La Stampa 5.2.16
Danton contro Robespierre, processo al Novecento
Nel
suo allestimento del dramma di Büchner, Martone mette in scena il
fallimento della Rivoluzione e della grande scommessa di creare l’uomo
nuovo: un testo del 1835, ma parla anche del Secolo breve
di Giovanni De Luna
È
un processo quello che va in scena con Morte di Danton di Georg
Büchner. Sotto accusa c’è la Politica e con la Politica la Rivoluzione,
il suo atto fondativo. Sul palcoscenico si impongono Robespierre da un
lato, Danton dall’altro. Il primo rivendica tutta la grandezza della
Politica e della Rivoluzione; nella loro azione implacabile è la Virtù
che agisce, chi vi si oppone è solo un misero schiavo del Vizio, «il
Vizio è il segno di Caino dei regimi aristocratici». La Virtù deve
dominare anche attraverso il Terrore, perché «la Rivoluzione è come le
figlie di Pelia: fa a pezzi l’umanità per ringiovanirla».
Il bene
contro il male: quelli che tradiscono la Rivoluzione lo fanno perché
cadono nel Vizio, è «gente che in genere viveva nelle soffitte e adesso
viaggia in carrozze e fa sconcezze con ex marchese e baronesse». Nel
disegno grandioso dell’Incorruttibile, l‘uomo può sottrarsi alla
schiavitù delle passioni, alla sua fragilità naturale, per costruire la
propria grandezza, e riplasmare la sua essenza, in una visione in cui
una rigida pedagogia autoritaria si intreccia con un disperato slancio
di speranza.
Contro Robespierre si erge Danton che sprezzantemente
lo chiama «poliziotto del cielo». «Non siamo noi che abbiamo fatto la
rivoluzione, è la rivoluzione che ci ha fatti», gli dice. La rivoluzione
non appartiene agli uomini che l’hanno avviata. È come una cieca forza
della natura che li ha ghermiti e scrollati per poi lasciarli andare
attoniti, sgomenti. Così come si è scatenata, è destinata a placarsi. E
tutto sarà come prima: «Domani sarà come oggi, e dopodomani e via di
seguito tutto come al solito». No, nessun delirio di grandezza è
permesso agli uomini: «Siamo marionette, i cui fili sono tirati da forze
sconosciute; quanto a noi, niente, non siamo niente! Solo spade con le
quali combattono gli spiriti…».
Cambiare gli uomini, cambiare la
Natura, o accettarli così come sono. Tra queste due opzioni, Il
Novecento ha scelto la prima. E, con Mario Martone che propone il testo
di Büchner, è proprio il Novecento a finire sul banco degli imputati
assieme a Robespierre. Proprio il «secolo dei totalitarismi» con la sua
ambizione prometeica, con la sua grande scommessa di creare «l’uomo
nuovo», di violentare a modificare le coordinate naturali o divine in
cui da sempre sembrava essere stato inscritto il destino dell’umanità.

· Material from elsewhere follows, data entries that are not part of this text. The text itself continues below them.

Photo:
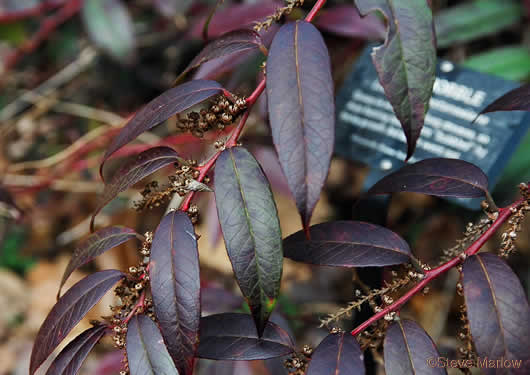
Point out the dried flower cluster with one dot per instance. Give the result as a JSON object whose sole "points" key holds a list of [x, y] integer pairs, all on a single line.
{"points": [[222, 112]]}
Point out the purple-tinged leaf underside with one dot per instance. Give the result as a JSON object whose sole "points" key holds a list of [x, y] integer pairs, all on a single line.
{"points": [[439, 177], [301, 110], [497, 311], [229, 44], [514, 100], [168, 104], [347, 244], [408, 350], [68, 311], [133, 171], [146, 352], [345, 20], [96, 244], [406, 62], [175, 286], [233, 336], [337, 354], [70, 359], [251, 230]]}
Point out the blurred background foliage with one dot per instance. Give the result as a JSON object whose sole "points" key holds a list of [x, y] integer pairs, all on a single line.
{"points": [[72, 71]]}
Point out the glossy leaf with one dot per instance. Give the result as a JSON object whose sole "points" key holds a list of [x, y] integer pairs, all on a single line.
{"points": [[409, 350], [170, 8], [161, 108], [345, 20], [95, 245], [476, 19], [301, 110], [110, 26], [175, 286], [133, 171], [146, 352], [232, 336], [232, 43], [515, 100], [235, 16], [437, 176], [337, 354], [68, 311], [406, 62], [347, 244], [70, 359], [497, 310], [251, 230]]}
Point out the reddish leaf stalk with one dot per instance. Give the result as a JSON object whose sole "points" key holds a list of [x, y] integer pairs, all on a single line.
{"points": [[503, 215]]}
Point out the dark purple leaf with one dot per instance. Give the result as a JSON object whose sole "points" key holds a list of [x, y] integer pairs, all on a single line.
{"points": [[406, 62], [301, 110], [409, 350], [497, 310], [337, 354], [345, 20], [234, 337], [229, 44], [235, 17], [175, 286], [133, 171], [110, 26], [161, 108], [251, 229], [515, 100], [437, 176], [170, 8], [146, 352], [70, 359], [68, 311], [347, 244], [95, 245]]}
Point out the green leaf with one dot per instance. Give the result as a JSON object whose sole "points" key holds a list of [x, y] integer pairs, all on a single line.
{"points": [[511, 63], [251, 230], [110, 26], [406, 62], [474, 20]]}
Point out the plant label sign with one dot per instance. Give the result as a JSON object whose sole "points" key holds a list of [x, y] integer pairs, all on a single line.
{"points": [[369, 132]]}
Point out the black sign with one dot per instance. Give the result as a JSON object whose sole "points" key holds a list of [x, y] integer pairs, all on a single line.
{"points": [[369, 132]]}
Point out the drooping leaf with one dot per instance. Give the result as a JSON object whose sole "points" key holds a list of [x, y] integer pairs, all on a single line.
{"points": [[301, 110], [406, 62], [95, 245], [511, 63], [235, 16], [175, 286], [475, 19], [515, 100], [345, 20], [70, 359], [161, 108], [497, 310], [409, 350], [133, 171], [232, 336], [437, 176], [337, 354], [231, 43], [347, 244], [68, 311], [251, 229], [146, 352], [170, 8], [110, 26]]}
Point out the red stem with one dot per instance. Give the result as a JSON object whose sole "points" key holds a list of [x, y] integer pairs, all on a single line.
{"points": [[69, 9], [503, 215]]}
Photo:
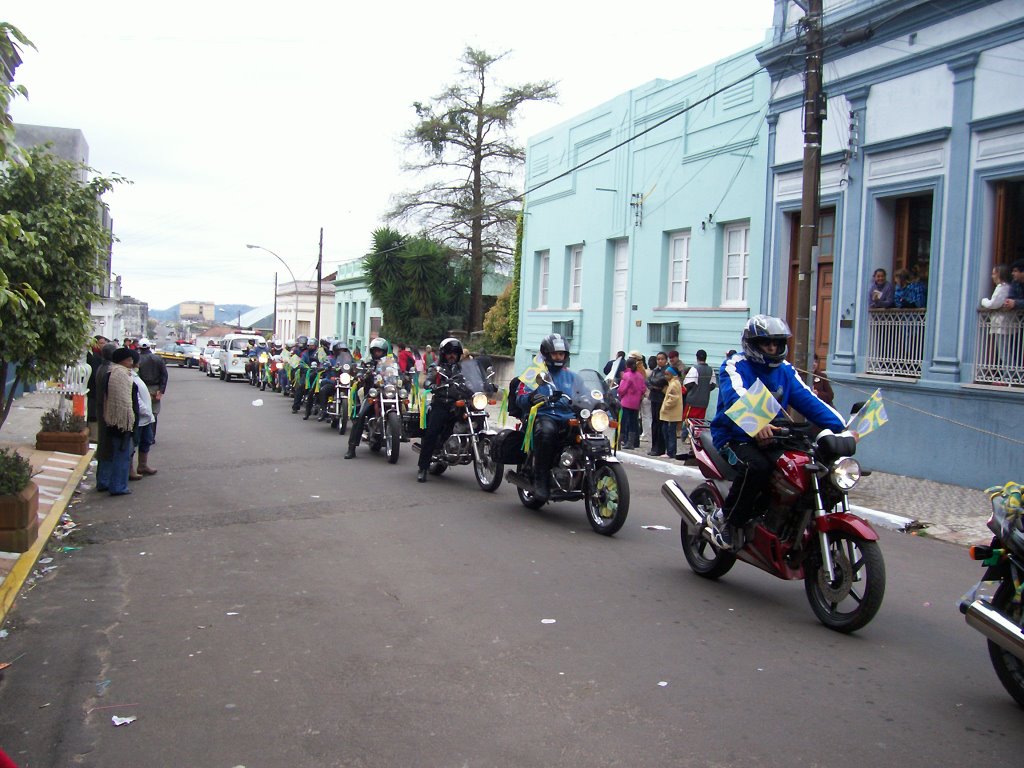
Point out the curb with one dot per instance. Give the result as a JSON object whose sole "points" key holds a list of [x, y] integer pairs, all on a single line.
{"points": [[11, 586], [884, 519]]}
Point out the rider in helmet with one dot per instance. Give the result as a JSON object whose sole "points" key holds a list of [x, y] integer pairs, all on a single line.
{"points": [[440, 418], [763, 357], [377, 352], [553, 414]]}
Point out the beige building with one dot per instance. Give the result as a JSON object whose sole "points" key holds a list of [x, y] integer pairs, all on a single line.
{"points": [[198, 311]]}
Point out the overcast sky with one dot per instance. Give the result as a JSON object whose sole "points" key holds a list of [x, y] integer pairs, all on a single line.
{"points": [[259, 122]]}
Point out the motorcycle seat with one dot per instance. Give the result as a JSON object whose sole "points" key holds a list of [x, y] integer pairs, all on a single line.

La Politica, il Lavoro, lo Stato, il Partito, tutte queste maiuscole
hanno definito l’universo granitico del Novecento. E non soltanto nel
campo dell’agire politico e dell’ideologia. Il «secolo del fordismo» è
stato anche quello della generalizzazione alla totalità delle relazioni
umane dei metodi e dei valori della produzione industriale, diventati il
centro motore della vita sociale.
Tutto questo si è sbriciolato
sotto le macerie del muro di Berlino. Mario Martone sembra avere
intessuto il suo rapporto con la storia all’insegna di questa
consapevolezza. È stato il fallimento delle «magnifiche sorti e
progressive» ad avvicinarlo a Leopardi. È stato il naufragio
dell’«artificialismo politico» a fargli riscoprire ora l’Ottocento di
Büchner. Morte di Danton è del 1835, La ginestra fu scritta un anno
dopo. Appartengono entrambe al loro tempo ma ci parlano anche di oggi.
Allora
il lucido pessimismo di Leopardi sceglieva come bersagli le utopie
rassicuranti del suo secolo, la meschinità di un progresso adorato,
invocato, accettato acriticamente con tutto il suo carico di illusioni e
menzogne. E Martone ce lo ha riproposto con un film bello e coraggioso
come Il giovane favoloso e con la messa in scena, ancora più coraggiosa,
delle Operette morali. Ma era stato già così con l’altro suo film
risorgimentale, Noi credevamo: per elaborare il lutto di antiche
sconfitte non serve rimpiangere il passato, il nostro passato, quello
del Novecento. Meglio scavare alla ricerca di quali avrebbero potuto
essere le possibili alternative a quel passato e custodire gelosamente
l’invito leopardiano a distinguere, oggi, quella che è la realtà da
quella che è la rappresentazione della realtà.